Richland Mall has seen a lot of things in the past nine years – including four different owners and three name changes – but what it hasn’t seen is a steady group of tenants willing to set up shop.

Only 29 of the 87 available spaces are occupied in the mall at Forest Drive and Beltline Boulevard, leaving plenty of available square footage. Vacancies include four large department store spaces ranging from 49,815 square feet to 96,936 square feet, as well as a wide range of smaller spaces.

The center’s most loyal tenants have split. S&S Cafeteria lived in the mall for 26 years before departing on Jan. 30, 2011.

The manager of S&S at the time, Mike DeLaney, was optimistic about the future of the mall in February 2010 when it had just been bought by Century Capital Group LLC for $4.4 million (a group of Florida investors originally put the mall on the market for $28.5 million the year before).

“Everything they said sounded very encouraging,” DeLaney said then. “They (were) going to go out and aggressively look for tenants.”

But approaching the five-year anniversary of the sale, the owners have brought in only a handful of tenants – and most of them are not retailers.
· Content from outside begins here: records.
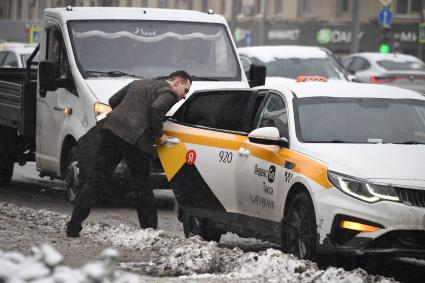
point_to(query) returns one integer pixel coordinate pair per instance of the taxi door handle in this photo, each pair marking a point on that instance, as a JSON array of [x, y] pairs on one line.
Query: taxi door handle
[[243, 152], [172, 141]]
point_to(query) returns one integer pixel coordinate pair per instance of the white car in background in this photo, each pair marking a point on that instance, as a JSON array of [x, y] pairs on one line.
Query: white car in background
[[293, 61], [15, 55], [395, 69]]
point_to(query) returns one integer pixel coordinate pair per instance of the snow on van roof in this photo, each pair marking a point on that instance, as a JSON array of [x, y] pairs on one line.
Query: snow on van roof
[[346, 89], [132, 13], [269, 53]]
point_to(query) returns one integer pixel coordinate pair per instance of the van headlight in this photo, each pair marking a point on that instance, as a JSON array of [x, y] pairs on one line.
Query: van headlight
[[100, 110], [361, 189]]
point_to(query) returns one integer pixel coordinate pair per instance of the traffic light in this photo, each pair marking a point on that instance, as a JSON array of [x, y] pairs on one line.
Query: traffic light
[[385, 45]]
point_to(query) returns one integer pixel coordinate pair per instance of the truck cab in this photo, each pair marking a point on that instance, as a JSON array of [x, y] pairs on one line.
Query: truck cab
[[87, 54]]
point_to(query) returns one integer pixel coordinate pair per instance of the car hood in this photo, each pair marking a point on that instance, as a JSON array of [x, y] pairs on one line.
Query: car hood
[[103, 89], [401, 165]]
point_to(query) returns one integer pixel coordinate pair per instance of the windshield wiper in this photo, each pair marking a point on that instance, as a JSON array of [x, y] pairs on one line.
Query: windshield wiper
[[331, 141], [110, 73], [409, 142], [196, 78]]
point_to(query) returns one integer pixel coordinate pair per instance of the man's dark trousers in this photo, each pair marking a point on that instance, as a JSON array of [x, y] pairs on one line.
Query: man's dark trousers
[[111, 149]]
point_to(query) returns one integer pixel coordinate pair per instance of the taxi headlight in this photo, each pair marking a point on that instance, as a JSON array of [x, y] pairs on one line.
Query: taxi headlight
[[361, 189], [100, 110]]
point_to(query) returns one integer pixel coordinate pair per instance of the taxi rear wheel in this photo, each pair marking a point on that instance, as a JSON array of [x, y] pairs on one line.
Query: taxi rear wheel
[[300, 229], [193, 225]]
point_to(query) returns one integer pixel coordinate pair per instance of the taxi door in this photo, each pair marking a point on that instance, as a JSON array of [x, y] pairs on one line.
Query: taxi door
[[260, 171]]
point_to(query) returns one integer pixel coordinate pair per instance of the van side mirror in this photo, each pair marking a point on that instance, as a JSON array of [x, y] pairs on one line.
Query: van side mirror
[[268, 136], [257, 75], [47, 75]]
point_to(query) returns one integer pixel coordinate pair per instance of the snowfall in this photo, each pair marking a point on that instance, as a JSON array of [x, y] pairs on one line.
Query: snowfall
[[171, 258]]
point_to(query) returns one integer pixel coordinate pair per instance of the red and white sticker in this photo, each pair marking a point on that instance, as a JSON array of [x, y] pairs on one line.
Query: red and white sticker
[[191, 157]]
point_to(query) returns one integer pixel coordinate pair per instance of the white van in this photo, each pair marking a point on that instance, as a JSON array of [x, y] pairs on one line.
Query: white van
[[88, 53]]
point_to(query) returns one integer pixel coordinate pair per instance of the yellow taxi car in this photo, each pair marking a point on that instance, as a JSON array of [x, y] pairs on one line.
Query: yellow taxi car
[[315, 166]]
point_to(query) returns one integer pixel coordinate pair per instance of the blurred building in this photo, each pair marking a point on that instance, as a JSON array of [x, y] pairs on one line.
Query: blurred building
[[308, 22]]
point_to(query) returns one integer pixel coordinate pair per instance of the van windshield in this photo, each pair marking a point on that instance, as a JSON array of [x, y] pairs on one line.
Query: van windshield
[[360, 120], [153, 48]]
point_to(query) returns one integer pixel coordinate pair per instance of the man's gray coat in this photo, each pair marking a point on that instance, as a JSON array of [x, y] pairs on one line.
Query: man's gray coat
[[139, 110]]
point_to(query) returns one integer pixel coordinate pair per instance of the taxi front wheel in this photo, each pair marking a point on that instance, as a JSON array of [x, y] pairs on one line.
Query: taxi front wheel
[[300, 229], [193, 225]]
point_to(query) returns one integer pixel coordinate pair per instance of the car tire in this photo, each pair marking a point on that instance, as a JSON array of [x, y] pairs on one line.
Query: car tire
[[72, 182], [193, 225], [299, 235]]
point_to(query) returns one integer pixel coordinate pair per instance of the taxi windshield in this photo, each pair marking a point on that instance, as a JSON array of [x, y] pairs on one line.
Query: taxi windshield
[[360, 120], [153, 48]]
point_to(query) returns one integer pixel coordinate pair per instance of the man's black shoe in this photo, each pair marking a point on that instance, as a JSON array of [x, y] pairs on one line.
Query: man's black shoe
[[73, 230]]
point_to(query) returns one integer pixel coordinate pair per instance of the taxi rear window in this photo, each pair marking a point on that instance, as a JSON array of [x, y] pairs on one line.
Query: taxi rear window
[[225, 111]]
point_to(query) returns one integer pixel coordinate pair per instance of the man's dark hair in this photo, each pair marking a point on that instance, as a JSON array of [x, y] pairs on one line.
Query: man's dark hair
[[180, 74]]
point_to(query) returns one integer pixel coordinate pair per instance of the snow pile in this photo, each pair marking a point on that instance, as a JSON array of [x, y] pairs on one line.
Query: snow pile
[[43, 265], [161, 255]]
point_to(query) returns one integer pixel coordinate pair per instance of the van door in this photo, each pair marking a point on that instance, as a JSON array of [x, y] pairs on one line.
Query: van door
[[55, 109], [260, 167]]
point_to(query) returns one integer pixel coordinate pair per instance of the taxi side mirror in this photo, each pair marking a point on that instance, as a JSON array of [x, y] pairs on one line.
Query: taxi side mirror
[[268, 136]]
They are theater groups, a karate school and even a koozie manufacurer.

The company called in longtime Columbia developer Alan Kahn to recruit major anchor tenants. But potential deals to bring in retailers such as Whole Foods have slipped away. The grocer chose another location a couple of miles away.

Rumors abound that the mall is under contract again, but efforts to reach the owners at Century Capital Group were unsuccessful.

When the center opened in 1988 as Richland Fashion Mall, replacing a popular open-air shopping center, it had a high-brow Bonwit Teller department store and high hopes for being a regional mall that would draw in consumers from 100 miles away. But Bonwit closed two years later and the mall – with a large parking garage out front – never flourished into what developers originally hoped.

The future of Richland Mall now is in flux. Belk and Barnes & Noble remain the mall’s only anchors, but the owners have boosted the number of tenants to 29 from 18 in the past few years.

The mall also has lots of visibility. A 2010 traffic count revealed that a total of 49,000 vehicles pass the mall every day while traveling on Forest Drive and Beltline Boulevard.